I our work, we not only looked at the fundamental limits of this caching scheme, but we also got a good idea of what should actually be stored in the user's hard drive ("cache"). The answers are decades old: One should store either what is known as Gacs-Körner's common randomness, or what is known as Wyner's common information.
For simplicity, we assume that there are only two files available on Netflix, namely X and Y. The common information of these two random variables (RVs; in information theory, everything is random) is another RV W that minimizes
I(X,Y; W)
subject to X-W-Y, i.e., subject to the fact that, given W, X and Y are conditionally independent. The common randomness of these two RVs is an RV U that maximizes
I(X,Y; U)
subject to the constraint that X-Y-U and Y-X-U. It can be shown that
I(X,Y; U) \le I(X;Y) \le I(X,Y; W).
Common randomness is something that is truly common, in the usual sense of the word. In particular, if A, B, and C are independent RVs, and if X=(A,B) and Y=(A,C), then U=A. So much for the math. Now here comes an interpretation (and probably one for which an information theorists wants to punch me in the face): If X and Y are two different episodes of your favorite series, then U is the opening theme. If you have a small hard drive, storing the opening theme is probably the most useful idea. Common information is a bit more intricate, but an intuitive explanation is the following: Suppose X and Y are two different episodes of your favorite series, and suppose the only thing X and Y have in common is an actress called A. In A, some parts of A are seen, while in Y other parts of A are seen. (Say, X shows A running, while Y shows A talking to a person.) Obviously, if you could store all information about actress A as a whole on your hard drive, the small computer in your player could reconstruct running scenes and talking scenes in which A participates. Thus, if your hard drive is large enough, that's what you should store.
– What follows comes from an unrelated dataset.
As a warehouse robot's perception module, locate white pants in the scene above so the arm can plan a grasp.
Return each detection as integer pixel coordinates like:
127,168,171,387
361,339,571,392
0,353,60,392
Let's take this one step further. Suppose that you are fine with watching not X or Y, but lower-quality versions \hat X or \hat Y, respectively. This requires the definition of lossy versions of common randomness and common information. And indeed, such definitions have been proposed in 1403.8093. Namely, the lossy common information is an RV W that minimizes
I(X,Y; W)
subject to \hat X - W - \hat Y and (X,Y) - (\hat X,\hat Y) - W. Lossy common randomness is an RV U that maximizes
I(X,Y; U)
subject to the constraints X-Y-U, Y-X-U, X-\hat X - U, and Y-\hat Y-U. These definitions are all meaningful because they solve communication problems: The get their operational characterization in the Gray-Wyner problem (1403.8093) or in lossy caching (1610.07304).
The lossy version of common information seems fine to me: I only need to store as much information about actress A in order to be able to reconstruct approximate depictions of her running and speaking. This might need more or less space on the hard drive than the perfect reconstruction: I might be able to store not only this reduced version of the actress A, but I might also store a, say, generic building, that allows to reconstruct two different but similar houses in episodes X and Y. And indeed, lossy common information may be larger or smaller than lossless common information (see Lemma 1 in 1403.8093).
The lossy version of common randomness, however, is not fully satisfactory to me. If I am not interested in perfect reconstruction, should I not be able to store more on my internal hard drive? For example, if the credits of my two episodes X and Y differ only in a few actors' names, can I not store a "noisy" version of the credits in addition to the opening theme? Nevertheless, the lossy version of common randomness is usually smaller than the lossless version (see Corollary 2 in 1403.8093).
I would thus suggest different definitions of lossy common randomness: The lossy common randomness is an RV U' that maximizes
I(X,Y; U') \text{ or } I(\hat X,\hat Y; U')
subject to the constraints \hat X-\hat Y-U', \hat Y-\hat X-U', X-\hat X - U', and Y-\hat Y-U'. The difference is subtle and mirrors the definition of lossy common information. While lossy common information requires W to make the reconstructions \hat X and \hat Y conditionally independent, the original definition of lossy common randomness requires that U is a common part of X and Y (the first two Markov constraints). The definition proposed here would require that U' is only a common part of the reconstructions \hat{X} and \hat Y. Given this definition, we may ask the following questions:
- Does the new definition satisfy the desired property that it is larger than the lossless common randomness?
- Is there a communications problem for which this definition is a single-letter characterization?